No hay respuesta. Piensa, piensa, piensa, piensa, piensa. No dijo que no. No dijo que sí. Podría devolver el mensaje y pedir una respuesta clara, pero podría ser la equivocada. Asume que es un sí y ponte las pilas, chica.

Inspeccioné la espartana habitación de hotel, el lúgubre edredón de color tostado encanecido por haber pasado demasiadas veces por lavadoras industriales, las cortinas de color tostado descoloridas por los años de «fumador» de la habitación, una impresión enmarcada de producción en serie de un barco fluvial que colgaba del papel de pared metalizado. No parecía muy prometedor para un interludio romántico. De todos modos, limpié lo mejor que pude, la habitación y yo, e intenté tranquilizarme para pensar y comportarme con sobriedad.

No Nick.

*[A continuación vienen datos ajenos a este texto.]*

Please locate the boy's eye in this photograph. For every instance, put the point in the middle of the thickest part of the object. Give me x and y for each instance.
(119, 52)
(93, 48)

Me paseé. Me preocupé. Comprobé los mensajes de texto. Y entonces, de repente, supe que estaba allí, lo sentí con mi percepción extrasensorial sobre Nick.

Me asomé por mi mirilla. Sí, allí estaba, haciendo lo mismo que yo al otro lado de la gruesa plancha de madera. Sin embargo, no podía abrir la puerta, o él sabría que estaba allí observándolo.

Levantó la mano para llamar. La bajó. Se dio la vuelta para alejarse; volvió. Se pasó la mano por el cabello y cerró los ojos.

Llamó a la puerta. Contuve la respiración mientras rezaba una rápida oración. —Por favor, Dios, ayúdame a no estropear esto. Probablemente no era la oración mejor elaborada que había pronunciado nunca. Abrí la puerta.

Ninguno de los dos habló. Di un paso atrás y él entró, sujetando una servilleta de bar en su mano izquierda. Volvió a pasarse la mano derecha por el cabello, un tic nervioso que nunca había notado antes de esta noche.

Me senté en la cama. Él se sentó en una silla junto a la ventana.

—Dijiste que teníamos que hablar, le dije.

Se concentró en su servilleta arrugada durante mucho tiempo. Cuando levantó la vista, hizo un gesto de ida y vuelta entre los dos y dijo: “Mi vida es demasiado complicada ahora mismo. Lo siento, pero esto no puede suceder”.

Estas palabras no eran las que yo esperaba escuchar. Tal vez eran aproximadamente las que había esperado escuchar, pero había mantenido la esperanza hasta que las dijo. Mi cara ardía. Cuenta atrás para el colapso.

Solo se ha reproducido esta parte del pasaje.